C’est pendant le Trophée Opel, en 1982, que j’ai réalisé quels pouvaient être les bienfaits d’une vie de pilote professionnel. A l’issue d’un week-end de reconnaissances de l’Antibes, nous sommes rentrés à Martigues pour travailler quelques jours avant le départ du rallye, tandis que François Chatriot et Bruno Saby étaient restés à l’hôtel, le dimanche soir. L’année suivante, grâce à un gros sponsor, j’ai pu peu à peu abandonner ma première profession de maçon-carreleur.
Est-ce que vous vous rappelez vos premiers succès, ceux qui ont eu une influence sur votre carrière ?
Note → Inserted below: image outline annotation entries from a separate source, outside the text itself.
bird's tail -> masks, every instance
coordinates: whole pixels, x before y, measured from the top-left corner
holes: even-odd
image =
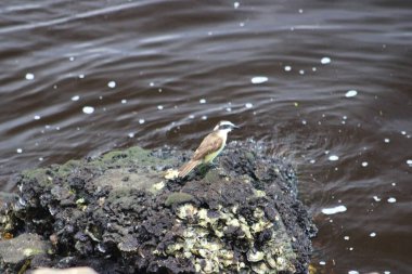
[[[179,169],[179,175],[178,177],[183,178],[183,177],[188,175],[201,162],[202,162],[201,160],[190,160],[188,164],[183,165]]]

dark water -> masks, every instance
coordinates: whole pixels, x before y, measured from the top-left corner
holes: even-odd
[[[412,1],[5,0],[0,68],[4,192],[228,119],[296,166],[320,273],[412,273]]]

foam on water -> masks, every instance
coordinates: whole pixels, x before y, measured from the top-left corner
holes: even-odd
[[[255,76],[250,79],[250,82],[256,84],[267,82],[269,78],[266,76]]]
[[[373,196],[373,199],[374,199],[375,201],[381,201],[381,198],[377,197],[377,196]]]
[[[338,159],[339,159],[339,156],[337,156],[337,155],[331,155],[331,156],[329,156],[329,160],[335,161],[335,160],[338,160]]]
[[[114,88],[116,88],[116,82],[115,81],[110,81],[110,82],[107,82],[107,87],[111,88],[111,89],[114,89]]]
[[[321,58],[321,64],[325,65],[325,64],[330,64],[331,63],[331,58],[330,57],[323,57]]]
[[[92,106],[83,106],[83,113],[85,114],[92,114],[92,113],[94,113],[94,107],[92,107]]]
[[[26,80],[34,80],[35,79],[35,75],[34,74],[26,74]]]
[[[355,97],[356,95],[358,95],[358,91],[356,90],[348,90],[345,94],[345,97]]]
[[[245,107],[246,107],[246,108],[252,108],[252,107],[254,107],[254,104],[252,104],[252,103],[246,103],[246,104],[245,104]]]
[[[333,208],[323,208],[322,213],[324,213],[325,216],[332,216],[332,214],[345,212],[346,210],[347,210],[347,208],[345,206],[340,205],[340,206],[333,207]]]

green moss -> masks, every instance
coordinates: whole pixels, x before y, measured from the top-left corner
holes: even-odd
[[[220,175],[219,175],[219,172],[217,169],[211,169],[209,170],[206,174],[205,174],[205,178],[204,180],[208,183],[215,183],[215,182],[218,182],[220,181]]]
[[[125,151],[113,151],[102,155],[100,158],[90,162],[93,166],[102,167],[107,165],[137,165],[151,166],[151,165],[165,165],[170,164],[171,159],[159,159],[151,156],[150,151],[140,146],[133,146]]]
[[[22,175],[28,179],[27,181],[36,180],[42,186],[50,186],[53,181],[52,177],[48,175],[48,170],[43,168],[24,170]]]
[[[188,193],[175,192],[167,197],[165,205],[167,207],[170,207],[172,205],[178,205],[178,204],[191,201],[191,200],[193,200],[193,198],[194,197]]]

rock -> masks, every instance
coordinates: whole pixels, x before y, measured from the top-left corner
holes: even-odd
[[[5,273],[20,273],[33,258],[47,255],[49,249],[50,245],[37,234],[24,233],[0,240],[0,269]]]
[[[0,232],[50,240],[53,255],[29,269],[307,273],[316,227],[289,165],[266,156],[265,144],[232,142],[216,168],[165,179],[183,159],[169,147],[131,147],[24,171],[18,201],[0,210]]]
[[[72,268],[72,269],[65,269],[65,270],[39,269],[39,270],[35,270],[33,274],[98,274],[98,273],[90,268]]]

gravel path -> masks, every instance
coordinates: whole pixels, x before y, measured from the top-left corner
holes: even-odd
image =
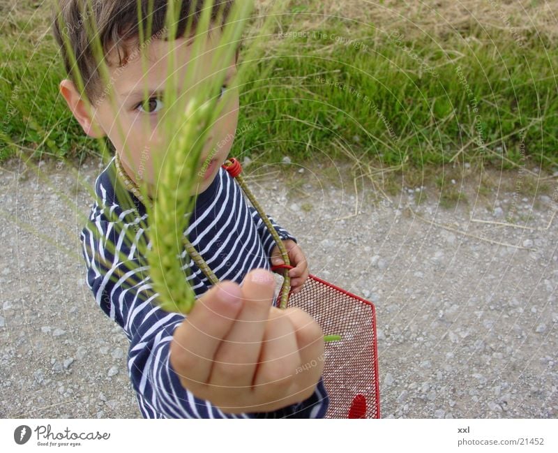
[[[43,163],[0,171],[0,417],[140,417],[127,341],[84,283],[91,199],[73,168]],[[80,176],[91,187],[100,170]],[[428,186],[377,201],[343,169],[295,169],[288,184],[277,170],[251,186],[310,272],[375,302],[383,417],[557,417],[555,179],[533,197],[502,188],[518,172],[495,174],[486,198],[469,183],[468,202],[442,208]]]

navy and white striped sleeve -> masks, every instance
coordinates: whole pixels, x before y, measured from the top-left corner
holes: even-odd
[[[260,239],[262,240],[262,244],[263,244],[264,250],[265,251],[267,256],[271,255],[271,251],[275,246],[275,240],[273,240],[273,237],[271,236],[271,233],[269,232],[269,230],[267,229],[266,224],[264,223],[264,221],[262,220],[262,217],[260,217],[259,214],[258,214],[256,209],[252,206],[249,206],[248,209],[250,209],[250,212],[252,214],[252,218],[254,219],[254,223],[256,225],[256,228],[257,228],[257,233],[259,236]],[[287,230],[285,228],[279,226],[277,223],[273,220],[273,217],[271,216],[268,216],[267,218],[269,219],[269,221],[271,222],[271,225],[276,229],[276,231],[279,235],[279,237],[282,239],[287,240],[287,239],[292,239],[295,242],[296,242],[296,239],[292,236]]]
[[[112,212],[119,218],[116,208]],[[81,234],[87,267],[86,281],[97,304],[117,322],[130,340],[128,365],[140,408],[146,418],[318,418],[325,415],[329,398],[320,380],[307,400],[271,413],[226,414],[209,401],[195,397],[182,387],[170,365],[172,335],[184,319],[168,313],[155,300],[149,266],[140,257],[137,241],[144,230],[138,228],[130,243],[126,231],[131,223],[106,220],[93,209]],[[116,245],[111,251],[110,244]],[[114,252],[114,253],[113,253]]]

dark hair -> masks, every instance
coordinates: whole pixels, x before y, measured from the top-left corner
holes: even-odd
[[[167,33],[165,22],[169,1],[176,0],[139,0],[144,34],[148,29],[148,23],[151,24],[150,36],[144,36],[144,41],[154,38],[167,40],[171,38]],[[220,25],[223,27],[233,2],[234,0],[215,0],[211,22],[215,22],[220,17]],[[118,67],[125,65],[130,48],[142,44],[140,43],[138,0],[57,0],[57,3],[53,13],[53,31],[61,47],[66,70],[76,87],[77,74],[81,75],[85,95],[92,102],[100,96],[103,87],[98,70],[100,62],[96,61],[93,52],[91,31],[96,31],[103,55],[106,57],[116,51]],[[189,20],[192,22],[191,31],[195,29],[205,3],[204,0],[180,2],[176,31],[172,39],[183,37]],[[68,55],[65,40],[69,41],[76,59],[75,66]]]

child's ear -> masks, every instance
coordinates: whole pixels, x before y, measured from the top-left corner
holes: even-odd
[[[71,80],[64,79],[60,82],[59,89],[60,94],[66,99],[68,107],[81,124],[84,132],[93,138],[104,137],[105,132],[92,117],[93,108],[91,104],[80,96],[74,83]]]

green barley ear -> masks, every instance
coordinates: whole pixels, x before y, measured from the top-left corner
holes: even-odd
[[[153,288],[159,293],[160,306],[166,311],[188,313],[193,306],[195,295],[186,281],[189,258],[186,263],[180,258],[184,253],[183,236],[189,224],[189,213],[194,207],[195,198],[190,193],[196,186],[202,163],[200,156],[208,135],[229,100],[225,93],[218,103],[216,93],[233,61],[252,2],[242,0],[232,3],[222,29],[218,23],[220,13],[217,19],[211,17],[213,2],[204,2],[195,29],[191,29],[191,22],[188,22],[184,35],[186,38],[192,36],[193,42],[183,80],[177,75],[172,40],[179,3],[172,0],[168,3],[168,73],[172,76],[165,87],[163,104],[167,111],[159,126],[167,140],[161,149],[152,153],[157,184],[153,206],[147,207],[152,247],[146,255]],[[219,40],[209,72],[214,76],[199,80],[196,64],[205,61],[203,52],[209,37]]]

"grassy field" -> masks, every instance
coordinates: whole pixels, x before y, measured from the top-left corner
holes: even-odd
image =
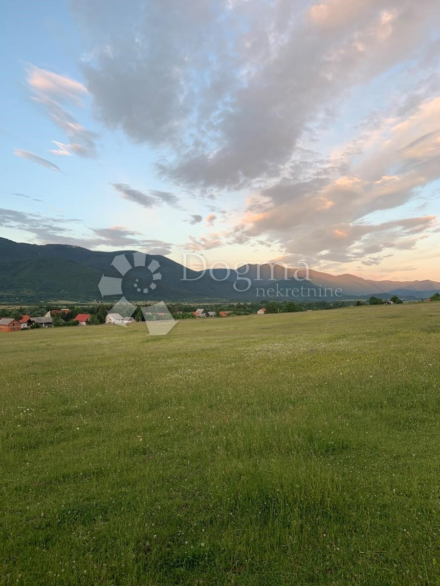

Avec la Rallye 2, il y a eu d’abord ce Rallye du Gard 1978, où nous avons fini 2e au scratch, devant une belle meute d’autos. On s’est dit qu’on n’était pas mauvais, mais qu’il fallait sortir de notre région. Puis, en 1979, au Mont-Blanc, je remporte le Groupe 2 : c’était loin de chez nous, il y avait de la concurrence, et l’épreuve comptait pour le championnat de France. Cette victoire-là m’a profondément marqué. Un peu plus tard, j’ai disputé mon premier Rallye Monte-Carlo (en 1985, avec une victoire en Groupe N sur une R11 Turbo, Ndlr). Jusque là, le Monte-Carlo, c’était un mythe, des nuits entières à écouter Radio-Monte-Carlo : eh bien, cette fois, c’était moi que les reporters mythiques de cette radio, Yvan Médecin et Bernard Spindler, interviewaient, et les gens applaudissaient mon auto, alors qu’une poignée d’années auparavant, je bavais en spectateur dans la spéciale de Pont-des-Miolans devant celle de Walter Röhrl ! Ces moments, c’était fabuleux et une satisfaction extrême. [...]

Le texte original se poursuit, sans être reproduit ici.